普段小児循環器医をしていますが、学校心臓検診の時期になりました。この時期は、たくさんの心電図を読み、心臓の病気が隠れていないかチェックする大事な時期です。
さて、今回は子どもが訴える胸痛について話していきましょう。
子どもの胸痛は珍しくない
実は子どもが胸が痛い、と訴えることはよくあります。
特に小学生や中学生になると、一度は経験する子も少なくありません。
小児科の診療をやっていると、全体の0.5%ぐらいで胸痛を主訴に来られる方がいるように思います。
胸痛の原因は?
①特発性
原因の多くは、特発性胸痛と言って、原因がよくわからないけど、少し時間が経つと自然に症状がよくなるというものです。

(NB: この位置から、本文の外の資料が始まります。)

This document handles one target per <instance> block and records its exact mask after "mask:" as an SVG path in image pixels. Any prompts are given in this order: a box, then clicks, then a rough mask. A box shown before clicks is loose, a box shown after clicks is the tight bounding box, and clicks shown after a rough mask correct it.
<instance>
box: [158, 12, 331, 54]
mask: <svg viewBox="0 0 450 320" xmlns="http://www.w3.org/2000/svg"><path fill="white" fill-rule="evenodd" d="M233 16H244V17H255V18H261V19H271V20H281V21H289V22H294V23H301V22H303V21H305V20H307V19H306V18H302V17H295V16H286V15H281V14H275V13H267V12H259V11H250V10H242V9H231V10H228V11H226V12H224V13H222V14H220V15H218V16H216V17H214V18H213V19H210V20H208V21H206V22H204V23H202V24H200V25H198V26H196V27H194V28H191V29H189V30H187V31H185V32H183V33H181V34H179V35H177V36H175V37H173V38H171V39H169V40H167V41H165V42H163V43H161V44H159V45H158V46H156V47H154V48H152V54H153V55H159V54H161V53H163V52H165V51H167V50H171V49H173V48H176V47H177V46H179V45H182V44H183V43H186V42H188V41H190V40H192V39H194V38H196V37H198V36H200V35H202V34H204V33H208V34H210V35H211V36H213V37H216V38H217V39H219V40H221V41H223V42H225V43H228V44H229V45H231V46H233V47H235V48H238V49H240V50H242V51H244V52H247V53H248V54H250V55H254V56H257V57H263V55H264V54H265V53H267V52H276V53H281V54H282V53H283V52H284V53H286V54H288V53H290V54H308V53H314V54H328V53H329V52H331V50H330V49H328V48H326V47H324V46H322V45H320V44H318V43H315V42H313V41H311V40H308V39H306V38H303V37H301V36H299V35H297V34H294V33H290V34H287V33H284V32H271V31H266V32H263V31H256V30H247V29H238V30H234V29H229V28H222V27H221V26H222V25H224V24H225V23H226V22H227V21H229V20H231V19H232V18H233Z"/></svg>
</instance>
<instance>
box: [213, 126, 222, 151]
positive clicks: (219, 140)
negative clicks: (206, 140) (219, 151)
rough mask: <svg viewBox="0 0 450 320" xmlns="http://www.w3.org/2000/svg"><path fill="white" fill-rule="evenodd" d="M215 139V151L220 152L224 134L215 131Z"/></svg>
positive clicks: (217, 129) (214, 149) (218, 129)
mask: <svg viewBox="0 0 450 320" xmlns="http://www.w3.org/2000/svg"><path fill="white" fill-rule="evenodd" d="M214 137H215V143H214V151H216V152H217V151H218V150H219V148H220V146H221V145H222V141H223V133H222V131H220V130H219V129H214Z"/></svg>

この場合、胸のレントゲンや心電図は特に問題がありません。
②肋軟骨炎
次に多いのは、肋軟骨炎といって、肋骨あたりの筋肉や骨の痛みです。
運動した後や、重いものを持った後、また成長期にもみられることがあります。
この場合も胸のレントゲンや心電図は問題ありませんが、指で押すと痛い、痛みの場所が指で示せる、短い時間(数秒〜数分)で治まる、などが特徴的です。
③心因性
子どもの胸痛の約8%といわれています。小学生以上では、習い事や学校など知らないうちにストレスを抱えていることもあります。
④気管支喘息など
喘息や気管支炎、肺炎などで咳がひどい場合にも胸が痛くなることがあります。
心臓が原因の胸痛を示すサインは?
頻度は高くありませんが、次のような場合は早めの受診をおすすめします。
- 運動中の胸痛
- 失神
- 動悸がする
- 家族歴(若くして突然亡くなった家族がいる、心筋症、不整脈など)
などがある場合は注意しましょう。
Ken-Dのひとこと
胸痛という言葉を聞くと、どうしても「心臓」を連想してしまいます。しかし子どもの胸痛の多くは、
心臓以外の原因で起こります。もちろん、運動中の症状や失神を伴う場合は注意が必要ですが、
過度に心配しすぎる必要はありません。気になるときは、かかりつけの先生に相談してくださいね。
それではまた次の投稿でお会いしましょう!
※この記事は一般的な情報提供を目的としています。症状がある場合は医療機関へご相談ください。